ReconDreamer-RL: Enhancing Reinforcement Learning via Diffusion-based Scene Reconstruction

  • Chaojun Ni*1,2
  • Guosheng Zhao*1,3
  • Xiaofeng Wang*1
  • Zheng Zhu*1
  • Wenkang Qin1
  • Xinze Chen1
  • Guanghong Jia4
  • Guan Huang1
  • Wenjun Mei2
  • 1 GigaAI
  • 2 Peking University
  • 3 CASIA
  • 4 Tsinghua University

Abstract

Reinforcement learning for training end-to-end autonomous driving models in closed-loop simulations is gaining growing attention. However, most simulation environments differ significantly from real-world conditions, creating a substantial simulation-to-reality (sim2real) gap. To bridge this gap, some approaches utilize scene reconstruction techniques to create photorealistic environments as a simulator. While this improves realistic sensor simulation, these methods are inherently constrained by the distribution of the training data, making it difficult to render high-quality sensor data for novel trajectories or corner case scenarios. Therefore, we propose ReconDreamer-RL, a framework designed to integrate video diffusion priors into scene reconstruction to aid reinforcement learning, thereby enhancing end-to-end autonomous driving training. Specifically, in ReconDreamer-RL, we introduce ReconSimulator, which combines the video diffusion prior for appearance modeling and incorporates a kinematic model for physical modeling, thereby reconstructing driving scenarios from real-world data. This narrows the sim2real gap for closed-loop evaluation and reinforcement learning. To cover more corner-case scenarios, we introduce the Dynamic Adversary Agent (DAA), which adjusts the trajectories of surrounding vehicles relative to the ego vehicle, autonomously generating corner-case traffic scenarios (e.g., cut-in). Finally, the Cousin Trajectory Generator (CTG) is proposed to address the issue of training data distribution, which is often biased toward simple straight-line movements. Experiments show that ReconDreamer-RL improves end-to-end autonomous driving training, outperforming imitation learning methods with a 5× reduction in the Collision Ratio.

Pipeline

In ReconDreamer-RL, ReconSimulator improves appearance modeling by ReconDreamer and incorporates physical modeling to reconstruct driving scenes. In the imitation learning stage, DAA generates corner-case scenario trajectories, while CTG diversifies the ego vehicle's actions and uses ReconSimulator to render sensor data for training the policy. In the reinforcement learning stage, the policy is trained in a closed-loop environment, interacting with DAA-controlled surrounding vehicles.

ReconSimulator

The process of integrating the diffusion prior for appearance modeling. During the reconstruction of driving scenes, we first render novel trajectory view videos. These rendered videos are then processed by the DriveRestorer to enhance their visual quality, and the restored results are used to further optimize the reconstruction model. This iterative process continues until the reconstruction model converges.

Dynamic Adversary Agent

The pipeline of the DAA. DAA identifies the target vehicles based on their distances to the ego car from the BEV view, where the blue line represents the ego car’s trajectory and the red line represents the target vehicle. Then, DAA generates novel trajectories based on the specified interactive behavior. The generated trajectories are checked, and feasible ones are rendered using ReconSimulator.
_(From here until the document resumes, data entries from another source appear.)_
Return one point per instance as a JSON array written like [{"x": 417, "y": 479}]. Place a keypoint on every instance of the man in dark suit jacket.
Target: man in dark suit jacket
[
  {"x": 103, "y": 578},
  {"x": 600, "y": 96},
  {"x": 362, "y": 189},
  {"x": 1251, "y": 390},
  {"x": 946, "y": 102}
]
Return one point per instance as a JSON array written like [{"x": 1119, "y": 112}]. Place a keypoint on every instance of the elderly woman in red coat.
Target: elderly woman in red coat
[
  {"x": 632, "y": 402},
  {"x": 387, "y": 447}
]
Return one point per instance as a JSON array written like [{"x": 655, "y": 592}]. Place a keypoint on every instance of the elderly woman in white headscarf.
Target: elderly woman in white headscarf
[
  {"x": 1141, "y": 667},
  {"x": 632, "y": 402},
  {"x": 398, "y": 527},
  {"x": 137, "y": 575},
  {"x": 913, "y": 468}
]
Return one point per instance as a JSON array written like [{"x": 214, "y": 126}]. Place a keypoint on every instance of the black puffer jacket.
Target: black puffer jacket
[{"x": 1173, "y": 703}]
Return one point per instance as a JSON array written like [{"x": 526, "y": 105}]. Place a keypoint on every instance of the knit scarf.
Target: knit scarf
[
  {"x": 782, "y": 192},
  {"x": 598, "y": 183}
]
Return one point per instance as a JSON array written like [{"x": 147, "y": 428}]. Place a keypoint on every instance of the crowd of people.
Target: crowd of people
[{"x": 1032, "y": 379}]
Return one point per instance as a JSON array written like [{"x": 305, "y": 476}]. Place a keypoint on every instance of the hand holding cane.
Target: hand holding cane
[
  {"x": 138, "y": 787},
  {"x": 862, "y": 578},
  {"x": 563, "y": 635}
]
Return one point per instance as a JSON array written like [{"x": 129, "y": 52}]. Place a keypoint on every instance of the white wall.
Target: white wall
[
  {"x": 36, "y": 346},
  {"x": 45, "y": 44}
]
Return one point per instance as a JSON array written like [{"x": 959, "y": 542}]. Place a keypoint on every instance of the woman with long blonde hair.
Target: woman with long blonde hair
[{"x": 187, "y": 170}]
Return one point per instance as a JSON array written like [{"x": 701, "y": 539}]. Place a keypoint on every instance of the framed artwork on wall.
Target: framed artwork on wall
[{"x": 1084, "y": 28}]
Examples of Dynamic Adversary Agent (DAA) controlling surrounding vehicles to simulate cut-in scenarios.

Cousin Trajectory Generator

Cousin Trajectory Generator (CTG) generates cousin trajectories and performs trajectory checks to eliminate unreasonable trajectories (e.g., the pink cross marks), and finally renders the corresponding sensor data in the ReconSimulator.

Qualitative Examples

Comparison of different methods in challenging corner cases, with collisions highlighted by orange boxes.